From a socio-economic viewpoint, the village has two extreme contrasts in the kind of people who live in the West Cameroon. First of all there are a few rich property owners who have made their fortunes elsewhere and have chosen to build lavish estates here in Bana, their home village. The estates are manned by servants and may be occupied by these owners for as little as two weeks per year. Generally speaking, these people seem not to be interested in alleviating, let alone noticing the extreme poverty that surrounds their villas. Most of them seem not to have any interest in trying to help alleviate the desperate conditions that define their village.

But there are exceptions and for these persons ‘Matou’ is thankful! Bana village women were working the farms during the day and leaving their small children to fend for themselves. A man of only modest means chose to donate his property (house and building) for a preschool. We visited the preschool with the intent of leaving soccer ball number two for the children.





The children were busy drawing numbers on their slate boards (actually boards painted black). It was amusing to see the little black faces smudged with white chalk!

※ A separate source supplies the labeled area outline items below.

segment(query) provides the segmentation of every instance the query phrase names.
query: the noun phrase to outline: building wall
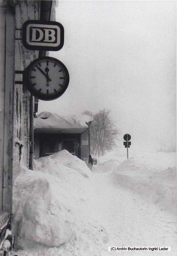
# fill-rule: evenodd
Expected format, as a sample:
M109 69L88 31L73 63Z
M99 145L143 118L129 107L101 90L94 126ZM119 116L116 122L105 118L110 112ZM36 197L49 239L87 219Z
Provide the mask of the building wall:
M56 153L64 149L63 140L74 140L75 155L80 158L80 134L35 134L35 157L48 155L47 149ZM50 151L50 150L49 150Z
M6 4L0 1L0 188L3 187L4 173L4 101L5 101L5 40ZM0 210L3 207L3 191L0 189Z
M34 59L38 52L25 48L22 41L23 23L28 20L39 20L40 1L17 1L15 6L15 84L14 87L13 108L13 174L20 170L20 165L28 167L29 164L29 111L30 93L23 85L18 83L22 80L23 71Z

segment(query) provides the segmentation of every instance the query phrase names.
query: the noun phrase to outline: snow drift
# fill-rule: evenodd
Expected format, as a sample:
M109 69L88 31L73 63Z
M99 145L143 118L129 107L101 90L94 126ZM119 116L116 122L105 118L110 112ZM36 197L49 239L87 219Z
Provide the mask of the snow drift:
M93 118L85 115L60 116L50 112L42 112L34 120L35 128L88 128L86 122Z
M97 172L109 172L114 186L121 186L151 200L161 209L176 213L175 153L159 152L125 159L118 151L101 158Z
M175 255L175 155L125 158L110 153L93 173L63 150L35 161L35 171L23 167L14 186L17 254L108 256L109 246L164 245L163 255Z
M86 164L63 150L35 161L35 172L23 168L15 180L18 245L58 247L70 241L92 252L90 244L106 243L106 231L89 215L91 172Z

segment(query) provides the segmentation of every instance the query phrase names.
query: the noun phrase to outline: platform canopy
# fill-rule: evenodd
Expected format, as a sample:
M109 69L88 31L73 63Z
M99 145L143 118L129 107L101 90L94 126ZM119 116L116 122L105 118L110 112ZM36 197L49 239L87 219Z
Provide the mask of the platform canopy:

Behind the classroom is a bed where a sick child is able to sleep. A room at one end will become an office eventually and the other end is used for storage and a nearly empty first aid kit that we will attempt to replenish before we depart.





Children enthusiastically filed outside, each carrying a blown up balloon, singing and dancing along the way. A few of the children are as young as two. The idea with the school is to give the children a good start, getting them used to going to school and learning. They sang a version of head and shoulders, identifying each part of the head and face in French. The soccer ball was almost the size of the little girl who played hide and seek from behind the ball. The children lined up on the steps of the school and learned very effectively to chant ‘C-A-N-A-D-A’! That alone was enough to make our day!

When time a resources permit, there will be new feature uploaded to U Tube: Second Soccer Ball, Second School.

It was extremely satisfying for us to see the teachers working with those little preschoolers so effectively

On the way back to Bamenda from Bana on Saturday morning it was our further good fortune to experience another fine illustration of ‘le couer généreu’ in Cameroon. ‘Matou conducted a second mini tour for us around the campus of a university donated by a rich man to train students in technical fields. Here you see the sign for the campus, student housing and other buildings and signage marking the entrance to the Fotse Victor University Institute of Technology 3

Here you see campus buildings, a generator and part of a sports field. The government is involved with the running of the university now. In sponsoring this Technical University in his home village and then turning it over to the government to operate, the man made it a condition of his agreement with the government that student tuition fees will not exceed CF50,000 per year ($125 Can). His purpose is to make a University education available to deserving students in his home community regardless of their ability to afford it. Today he continues to give scholarships, build churches in the community anonymously and much more.